Market Analysis: Upcoming US dollar strength could be short-lived

By 02/05/2018

Market Analysis: Upcoming US dollar strength could be short-lived

The US dollar has been a topic of detailed discussion at Neuberger Berman. 

Longer term, we believe the dollar is close to fair value, if not slightly overvalued, and on a downward trend. That view is supported by the exchange rates implied by purchasing power parity and the negative sentiment associated with the US’ twin deficits, caused by an aggressive fiscal expansion that will demand foreign financing.

Nonetheless, we have a cautiously positive near-term dollar outlook. This reflects the view that the long-term bearish dynamics described above, in combination with changes to central bank balance sheets and perceived US political risk, have pushed the currency too low already.

The dollar also enjoys support from US interest rate divergence with the rest of the world. Dollar selling, both speculative and related to unhedged flows into European equity markets and hedged flows from European and Japanese investors into US fixed income, has persisted despite the fact that interest rate differentials have widened dramatically in favour of the US currency, up to around 3 per cent per year.

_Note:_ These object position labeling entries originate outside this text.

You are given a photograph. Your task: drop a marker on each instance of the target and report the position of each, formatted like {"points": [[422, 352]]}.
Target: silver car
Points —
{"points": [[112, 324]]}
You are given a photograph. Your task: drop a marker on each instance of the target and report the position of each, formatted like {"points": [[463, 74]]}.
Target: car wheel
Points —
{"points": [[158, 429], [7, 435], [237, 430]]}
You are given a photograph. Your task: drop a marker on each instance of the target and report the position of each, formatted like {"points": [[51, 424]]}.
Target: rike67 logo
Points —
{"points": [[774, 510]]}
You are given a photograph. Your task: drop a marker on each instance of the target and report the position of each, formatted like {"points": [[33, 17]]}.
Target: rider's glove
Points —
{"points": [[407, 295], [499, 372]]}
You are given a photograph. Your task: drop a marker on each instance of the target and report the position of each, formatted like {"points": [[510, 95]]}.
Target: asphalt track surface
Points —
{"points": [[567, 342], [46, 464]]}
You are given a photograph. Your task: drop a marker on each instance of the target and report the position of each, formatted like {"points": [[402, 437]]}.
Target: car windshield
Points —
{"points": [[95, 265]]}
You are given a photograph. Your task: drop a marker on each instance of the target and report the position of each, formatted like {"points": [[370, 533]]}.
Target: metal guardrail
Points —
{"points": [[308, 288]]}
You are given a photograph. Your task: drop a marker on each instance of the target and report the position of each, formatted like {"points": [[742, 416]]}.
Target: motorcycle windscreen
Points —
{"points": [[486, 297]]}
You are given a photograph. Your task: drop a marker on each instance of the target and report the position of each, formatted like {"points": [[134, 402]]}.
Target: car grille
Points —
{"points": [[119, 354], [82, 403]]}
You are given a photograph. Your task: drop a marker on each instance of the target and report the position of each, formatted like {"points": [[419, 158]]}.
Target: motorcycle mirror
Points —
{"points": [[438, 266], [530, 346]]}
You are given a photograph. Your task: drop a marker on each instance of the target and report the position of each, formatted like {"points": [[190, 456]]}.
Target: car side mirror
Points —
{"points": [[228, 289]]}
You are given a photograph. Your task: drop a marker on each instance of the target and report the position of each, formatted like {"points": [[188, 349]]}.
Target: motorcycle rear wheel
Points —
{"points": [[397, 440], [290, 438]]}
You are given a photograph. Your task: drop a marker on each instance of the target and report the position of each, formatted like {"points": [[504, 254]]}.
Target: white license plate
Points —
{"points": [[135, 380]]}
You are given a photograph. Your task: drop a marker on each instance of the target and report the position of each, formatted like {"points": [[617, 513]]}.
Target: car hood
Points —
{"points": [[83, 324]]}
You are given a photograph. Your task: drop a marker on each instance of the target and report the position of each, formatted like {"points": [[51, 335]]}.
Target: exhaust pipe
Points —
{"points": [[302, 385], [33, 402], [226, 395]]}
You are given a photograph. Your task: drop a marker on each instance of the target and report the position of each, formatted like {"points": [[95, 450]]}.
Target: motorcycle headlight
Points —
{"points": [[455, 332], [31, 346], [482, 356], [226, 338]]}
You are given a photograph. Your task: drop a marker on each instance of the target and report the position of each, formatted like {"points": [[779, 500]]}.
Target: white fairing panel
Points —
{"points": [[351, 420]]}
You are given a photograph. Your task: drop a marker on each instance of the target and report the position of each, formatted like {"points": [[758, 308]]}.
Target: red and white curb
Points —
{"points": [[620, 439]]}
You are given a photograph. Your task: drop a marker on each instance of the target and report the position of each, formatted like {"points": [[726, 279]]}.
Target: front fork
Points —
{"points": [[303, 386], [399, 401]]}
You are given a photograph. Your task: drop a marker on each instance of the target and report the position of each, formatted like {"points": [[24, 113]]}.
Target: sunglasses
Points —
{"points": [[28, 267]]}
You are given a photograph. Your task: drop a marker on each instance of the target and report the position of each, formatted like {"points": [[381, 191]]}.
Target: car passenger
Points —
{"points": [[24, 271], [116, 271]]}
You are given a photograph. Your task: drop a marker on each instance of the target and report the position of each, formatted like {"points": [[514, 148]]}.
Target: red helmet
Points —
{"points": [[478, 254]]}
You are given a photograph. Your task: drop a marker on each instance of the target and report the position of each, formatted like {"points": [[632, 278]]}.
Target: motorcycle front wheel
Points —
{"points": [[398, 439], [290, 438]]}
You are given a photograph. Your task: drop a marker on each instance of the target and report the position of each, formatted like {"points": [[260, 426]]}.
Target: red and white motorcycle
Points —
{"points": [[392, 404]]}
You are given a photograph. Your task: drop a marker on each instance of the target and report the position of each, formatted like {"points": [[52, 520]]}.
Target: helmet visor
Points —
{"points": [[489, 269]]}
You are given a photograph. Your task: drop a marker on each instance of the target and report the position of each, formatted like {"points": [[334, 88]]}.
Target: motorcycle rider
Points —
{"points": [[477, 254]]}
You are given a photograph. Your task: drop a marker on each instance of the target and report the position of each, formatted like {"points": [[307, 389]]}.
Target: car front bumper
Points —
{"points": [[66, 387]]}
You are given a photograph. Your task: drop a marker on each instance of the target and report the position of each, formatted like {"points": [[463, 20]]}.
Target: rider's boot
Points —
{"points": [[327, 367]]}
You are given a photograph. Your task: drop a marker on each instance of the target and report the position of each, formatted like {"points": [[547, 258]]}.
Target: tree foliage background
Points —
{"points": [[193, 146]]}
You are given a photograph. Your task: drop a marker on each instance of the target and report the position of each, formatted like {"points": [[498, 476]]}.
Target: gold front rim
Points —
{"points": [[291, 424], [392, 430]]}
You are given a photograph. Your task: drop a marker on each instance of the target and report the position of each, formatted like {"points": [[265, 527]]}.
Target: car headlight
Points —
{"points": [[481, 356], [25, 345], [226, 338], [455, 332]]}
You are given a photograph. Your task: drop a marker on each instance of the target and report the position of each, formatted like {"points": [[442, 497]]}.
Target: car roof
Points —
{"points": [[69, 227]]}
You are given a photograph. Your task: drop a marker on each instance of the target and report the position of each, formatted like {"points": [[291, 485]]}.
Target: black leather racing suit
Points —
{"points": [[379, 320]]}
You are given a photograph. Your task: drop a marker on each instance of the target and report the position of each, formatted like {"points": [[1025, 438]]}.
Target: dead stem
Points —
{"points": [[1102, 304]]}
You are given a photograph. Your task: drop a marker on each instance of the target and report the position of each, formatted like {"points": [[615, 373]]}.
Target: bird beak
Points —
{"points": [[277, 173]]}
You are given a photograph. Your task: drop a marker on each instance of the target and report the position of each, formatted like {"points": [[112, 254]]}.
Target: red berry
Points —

When an investor hedges the foreign-currency exposure of a non-domestic asset, it effectively sells the foreign currency to buy its domestic currency. Current interest rate differentials mean that a euro or yen-based investor hedging US dollar exposure is selling a currency that earns around 3 per cent per year more than the currency it is buying.  

Over recent years, many investors have looked to international markets in their search for higher fixed income yields. The US, where interest rates have been rising before those of many other major developed economies, has been one of the more obvious places to go. Those investors will usually hedge the foreign-currency exposure from fixed income assets, but they rarely take the costs of hedging into account when they are comparing yields because in most cases the difference it makes is small.

It does seem likely that euro and Japanese yen-based investors will begin to question holding currency-hedged US assets now that hedging costs have reached 3 per cent per year, however. By the same token, US dollar-based investors will eventually notice that they can earn 3 per cent per year simply by hedging the euro exposure they get through their European assets back to dollars. Moreover, we expect that 3 per cent, known as the “carry” between the two currencies, to rise as we see further divergence in monetary policies.

The incentive to reverse recent flows out of the dollar are building, therefore. Signs of growing demand for US dollars have been appearing – the recent rise in the US dollar overnight index swap rate is one example. 

At the same time, we think the euro is overvalued, on a short-term view: it is making financial conditions in the euro zone too tight and does not reflect the fact that European inflation remains subdued, that Purchasing Managers Indexes and other economic data have moderated over recent months, or that the region’s political risk remains elevated.

Because our strong-dollar view applies only to the short term, within a longer-term downward trend, Neuberger Berman’s asset allocation committee (AAC) maintains its cautiously positive view on assets that have been sensitive to a strengthening dollar in the past, such as emerging market bonds, currencies and equities. As well as acknowledging that global investors are still under-exposed to emerging markets and that they are much earlier into their recovery than the developed markets, the AAC regards the long-term downtrend in the dollar as a net-positive for the emerging world.

Recent signs of a comeback for the greenback probably should not give reassurance to long-term dollar bulls, in our view. There are technical reasons for a reversal of the downward trend that has been in place since the start of 2017 – but they are likely to prove temporary. 

This rally may offer some more attractive levels at which to establish dollar shorts or underweights.

Ugo Lancioni is Global Head of Currency at Neuberger Berman, which is a member of The Gulf Capital Market Association.